Meeting Abstract

S2-2.1  Wednesday, Jan. 4  Environmental Physiology WRIGHT, Patricia A; University of Guelph, Guelph, ON Canada

Mangrove rivulus (Kryptolebias marmoratus) are hardy amphibious fish, unique for their reproductive behaviour, as well as their ability to survive > 1 month out of water relying solely on the cutaneous surface for respiration. As water quality deteriorates (eg. hypoxia), neuroepithelial cells in the gills and skin respond to low oxygen levels and trigger a ventilatory response, while more severe or prolonged hypoxia induces emersion. Over the first week of air exposure, metabolic rate increases, cutaneous angiogenesis occurs and effective gill surface area is reduced as a consequence of gill remodeling.

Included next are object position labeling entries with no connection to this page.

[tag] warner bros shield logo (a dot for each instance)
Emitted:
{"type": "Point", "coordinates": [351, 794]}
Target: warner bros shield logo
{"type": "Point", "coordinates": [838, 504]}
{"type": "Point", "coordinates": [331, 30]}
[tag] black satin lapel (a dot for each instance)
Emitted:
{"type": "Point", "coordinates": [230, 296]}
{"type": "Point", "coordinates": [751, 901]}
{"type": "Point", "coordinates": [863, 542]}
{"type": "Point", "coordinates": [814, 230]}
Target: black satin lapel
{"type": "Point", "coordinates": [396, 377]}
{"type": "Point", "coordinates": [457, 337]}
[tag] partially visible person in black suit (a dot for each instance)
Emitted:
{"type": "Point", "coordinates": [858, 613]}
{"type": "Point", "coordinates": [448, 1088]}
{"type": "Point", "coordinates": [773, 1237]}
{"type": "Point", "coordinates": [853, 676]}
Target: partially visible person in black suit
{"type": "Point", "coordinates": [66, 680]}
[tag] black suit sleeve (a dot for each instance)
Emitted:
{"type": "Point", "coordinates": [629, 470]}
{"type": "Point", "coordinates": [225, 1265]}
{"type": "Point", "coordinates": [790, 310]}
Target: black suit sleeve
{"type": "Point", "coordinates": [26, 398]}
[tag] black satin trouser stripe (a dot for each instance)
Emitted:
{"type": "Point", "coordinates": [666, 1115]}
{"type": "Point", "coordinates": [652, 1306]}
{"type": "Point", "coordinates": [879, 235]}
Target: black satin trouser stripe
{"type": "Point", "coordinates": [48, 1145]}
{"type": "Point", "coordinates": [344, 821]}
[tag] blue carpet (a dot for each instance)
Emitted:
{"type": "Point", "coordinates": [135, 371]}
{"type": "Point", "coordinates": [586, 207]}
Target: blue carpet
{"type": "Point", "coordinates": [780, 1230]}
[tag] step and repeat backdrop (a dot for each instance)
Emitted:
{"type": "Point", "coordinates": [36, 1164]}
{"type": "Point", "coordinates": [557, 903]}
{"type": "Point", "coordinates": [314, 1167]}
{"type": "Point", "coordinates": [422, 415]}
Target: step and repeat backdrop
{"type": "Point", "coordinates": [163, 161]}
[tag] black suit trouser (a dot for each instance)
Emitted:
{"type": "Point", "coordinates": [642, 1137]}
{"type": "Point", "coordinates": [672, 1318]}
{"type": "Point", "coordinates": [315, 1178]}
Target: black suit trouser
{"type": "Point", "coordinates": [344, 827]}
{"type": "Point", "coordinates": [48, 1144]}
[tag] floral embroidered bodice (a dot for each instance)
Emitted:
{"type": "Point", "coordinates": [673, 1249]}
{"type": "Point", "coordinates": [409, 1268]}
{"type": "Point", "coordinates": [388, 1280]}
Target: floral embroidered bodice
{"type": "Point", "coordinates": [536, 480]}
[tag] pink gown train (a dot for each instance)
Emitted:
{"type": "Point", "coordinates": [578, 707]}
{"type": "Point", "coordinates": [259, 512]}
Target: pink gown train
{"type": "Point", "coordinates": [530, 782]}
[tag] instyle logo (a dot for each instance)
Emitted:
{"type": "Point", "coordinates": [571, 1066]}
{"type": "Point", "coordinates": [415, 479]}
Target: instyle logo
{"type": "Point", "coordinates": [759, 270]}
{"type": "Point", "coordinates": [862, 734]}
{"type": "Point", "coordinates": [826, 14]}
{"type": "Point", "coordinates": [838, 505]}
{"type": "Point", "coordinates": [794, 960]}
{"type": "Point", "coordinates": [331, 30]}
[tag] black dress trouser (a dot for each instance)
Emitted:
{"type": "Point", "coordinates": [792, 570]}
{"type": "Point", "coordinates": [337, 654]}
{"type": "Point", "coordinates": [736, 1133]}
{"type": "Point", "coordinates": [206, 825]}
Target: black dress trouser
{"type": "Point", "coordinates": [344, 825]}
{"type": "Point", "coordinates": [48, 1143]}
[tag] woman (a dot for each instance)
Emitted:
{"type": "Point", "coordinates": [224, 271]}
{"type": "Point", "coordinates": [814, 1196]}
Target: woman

The skin is a key site of nitrogenous waste excretion and iono/osmoregulation in air-exposed K. marmoratus. Mangrove rivulus are ammoniotelic and volatilize a significant amount of ammonia as the gas NH3 across the cutaneous surface when out of water. Ion transporting cells (ionocytes) are present in both gills and skin, but in air-exposed K. marmoratus skin ionocytes enlarge when fish are in contact with a moist hypersaline solution. These findings indicate that reversible cellular and morphological changes to the skin and gills during air exposure probably enhance the cutaneous contribution to ion, nitrogen and water balance.